I think that the hierarchy that you want to know about is the called "scene graph".
The scene graph hierarchy has a lot of benefits, the majority of game engines use one. One of these benefits is the optimization of calculations. For example, collision detection ( the topic that you are asking ) and graphic culling to avoid send much information to the graphics card that is not visible.
The better form to know more about scene graphs is use one and see the features that have. For example, OpenSceneGraph or Ogre3D.

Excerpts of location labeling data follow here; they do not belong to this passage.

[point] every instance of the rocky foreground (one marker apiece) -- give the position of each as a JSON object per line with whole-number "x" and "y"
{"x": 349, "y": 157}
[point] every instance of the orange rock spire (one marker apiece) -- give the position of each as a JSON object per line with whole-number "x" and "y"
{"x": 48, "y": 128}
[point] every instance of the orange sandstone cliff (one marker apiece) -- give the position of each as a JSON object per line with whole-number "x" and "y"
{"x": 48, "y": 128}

A scene graph use basically the composition design pattern. A node can have more nodes, and the childs can have more nodes, ...
A node example:
void addChild( Node* child );
AABB calculateBoundingBox(); // Axis-aligned bounding box
std::list< Node* > m_children;
Then, the construction that you're asking is composed when the scene is being created. I'm going to create a soccer player.
Node* player = new Node();
Node* torso = new Node();
Node* head = new Node();
Node* larm = new Node();
player->addChild( torso );
torso->addChild( head );
torso->addChild( larm );
Ok. The player is composed. With the transformation of each node, and the position relative to the parent node, the bounding box can be calculated.
If we calculate the AABB of the player, and we do a collision test with other player, then is when we descend to the children and the collision test is done with more precision. If the test is not passed at player level, the children tests are not necessary ( we are optimizing ).
How to calculate the bounding box? Think that each node has his own coordinate system. The relative position to the coordinate system of the parent is the member Node::m_positionRelativeToParentNode, and the member Node::m_transformation is the own transformation in his coordinate system. With this information, we can calculate the bounding box of a node. Remind that if we know test two nodes, they must "live" in the same coordinate system. Then we need compose the transformations and go up to a common parent and do the test in the common parent coordinate system.
There is a really good book about collision detection called: "Real Time Collision Detection".